A_4

37 7 0
                                    

Dia tidak bisa lagi! Laki-laki itu berhasil membuat tubuhnya merasakan 2 emosi sekaligus, marah dan bahagia.

■■■

Di hari Jumat yang berkah, ketika matahari sedang sibuk menyinari bumi, dan bumi sendiri sedang sibuk menghidupi manusia, tapi manusianya malah sibuk untuk menyimpan sampah dimanapun kau berada kakanda.

Alana. Dialah orangnya. Tolong culik ajalah, soalnya ya gitu. Agak memalukan wak :v 

"Iya, itu yang bersih ya saep, pinterr!!!" Alana mengacungkan jempolnya di hadapan xaevi, maklumlah lidah Indonesia agak melenceng sedikit. Xaevi yang sejak tadi lelah mendengar celotehan Alana hanya bisa menahan amarahnya sampe tua nanti. Karena merasa kasian jika perempuan itu harus disakiti sejak dini.

"Hmm Lala, kamu jangan berdiam diri sahaja. Itu tolong bawakan tas saya."

Lala menghentikan aktivitasnya yang sedang menyapu lantai. Melihat sekeliling ruangan yang tengah disibukkan dengan kegiatan bersih-bersih lalu berkacak pinggang. "KM bukan, kepala sekolah bukan, anak tidak berguna iya. Na, bantuin beresin bangku apa kek gitu yang bermanfaat, diem aja lo!"

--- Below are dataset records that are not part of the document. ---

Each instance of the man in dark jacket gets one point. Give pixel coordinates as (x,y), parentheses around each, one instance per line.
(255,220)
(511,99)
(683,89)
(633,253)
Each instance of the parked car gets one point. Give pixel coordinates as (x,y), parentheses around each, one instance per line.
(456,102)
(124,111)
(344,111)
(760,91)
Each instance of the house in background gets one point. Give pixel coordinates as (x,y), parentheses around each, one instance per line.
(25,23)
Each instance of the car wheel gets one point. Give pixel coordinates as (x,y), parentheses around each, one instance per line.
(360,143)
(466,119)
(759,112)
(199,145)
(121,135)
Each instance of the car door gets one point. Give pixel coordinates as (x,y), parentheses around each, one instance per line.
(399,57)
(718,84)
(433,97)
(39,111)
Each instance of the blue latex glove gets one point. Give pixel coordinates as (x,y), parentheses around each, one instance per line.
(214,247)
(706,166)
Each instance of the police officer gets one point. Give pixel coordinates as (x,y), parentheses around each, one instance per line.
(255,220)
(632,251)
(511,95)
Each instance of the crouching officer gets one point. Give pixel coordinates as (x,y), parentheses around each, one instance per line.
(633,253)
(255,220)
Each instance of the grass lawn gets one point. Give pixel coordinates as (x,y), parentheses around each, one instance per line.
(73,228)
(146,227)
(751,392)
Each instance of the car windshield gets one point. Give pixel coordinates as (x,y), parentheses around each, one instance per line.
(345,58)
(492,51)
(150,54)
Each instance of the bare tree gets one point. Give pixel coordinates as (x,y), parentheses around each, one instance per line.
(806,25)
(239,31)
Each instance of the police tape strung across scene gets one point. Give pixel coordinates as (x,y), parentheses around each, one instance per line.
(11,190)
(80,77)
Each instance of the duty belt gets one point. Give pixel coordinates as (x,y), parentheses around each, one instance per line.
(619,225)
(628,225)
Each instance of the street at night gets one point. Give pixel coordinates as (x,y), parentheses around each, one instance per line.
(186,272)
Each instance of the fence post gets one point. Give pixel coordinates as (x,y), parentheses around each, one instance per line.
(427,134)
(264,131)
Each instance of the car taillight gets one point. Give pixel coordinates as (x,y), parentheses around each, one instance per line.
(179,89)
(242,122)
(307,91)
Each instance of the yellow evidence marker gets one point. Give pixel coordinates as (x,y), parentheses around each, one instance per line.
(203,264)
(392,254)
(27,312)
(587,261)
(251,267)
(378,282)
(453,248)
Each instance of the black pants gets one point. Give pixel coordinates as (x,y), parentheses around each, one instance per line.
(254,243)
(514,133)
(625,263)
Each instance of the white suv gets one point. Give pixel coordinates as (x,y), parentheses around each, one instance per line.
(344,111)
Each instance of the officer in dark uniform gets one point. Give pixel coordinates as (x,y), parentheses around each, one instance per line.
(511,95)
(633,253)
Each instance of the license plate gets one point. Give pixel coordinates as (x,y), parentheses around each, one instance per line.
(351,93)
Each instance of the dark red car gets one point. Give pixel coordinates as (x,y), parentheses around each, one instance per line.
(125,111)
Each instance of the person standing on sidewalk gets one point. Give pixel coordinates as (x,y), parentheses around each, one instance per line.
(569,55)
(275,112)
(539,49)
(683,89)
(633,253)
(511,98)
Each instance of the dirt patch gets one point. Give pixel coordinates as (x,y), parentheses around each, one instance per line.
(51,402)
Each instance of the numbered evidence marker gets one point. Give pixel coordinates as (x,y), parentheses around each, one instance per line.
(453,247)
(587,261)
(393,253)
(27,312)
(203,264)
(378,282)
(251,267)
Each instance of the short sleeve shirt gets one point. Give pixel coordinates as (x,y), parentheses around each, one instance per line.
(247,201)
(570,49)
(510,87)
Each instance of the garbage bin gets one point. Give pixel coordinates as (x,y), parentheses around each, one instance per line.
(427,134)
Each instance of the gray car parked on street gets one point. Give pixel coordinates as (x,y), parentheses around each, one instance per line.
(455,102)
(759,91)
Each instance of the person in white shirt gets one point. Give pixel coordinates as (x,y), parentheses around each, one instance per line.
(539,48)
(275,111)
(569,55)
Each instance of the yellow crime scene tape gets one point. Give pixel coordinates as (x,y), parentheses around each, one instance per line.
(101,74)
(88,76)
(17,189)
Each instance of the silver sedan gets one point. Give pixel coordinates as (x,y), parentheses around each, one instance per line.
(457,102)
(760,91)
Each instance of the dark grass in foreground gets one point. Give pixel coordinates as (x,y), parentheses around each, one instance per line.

"Aku sedang berganti kulit."

"Kulit BAPAK KAU!" Lala mendengus. Tubuhnya berbalik Lalu berjalan ke arah luar untuk mengambil sesuatu.

Alana tidak peduli. Dia melanjutkan kegiatannya yang sedang mengorek-ngorek telinga lalu sedikit membungkuk karena saking nikmatnya, sampai-sampai dirinya tidak tahu bahwa orang-orang disekelilingnya telah merubah citra Alana dari si anak bodoh menjadi si anak tidak berguna. Perempuan itu membuang korek kupingnya di sembarang tempat hingga menyebabkan dirinya diarak masa sampai alam semesta.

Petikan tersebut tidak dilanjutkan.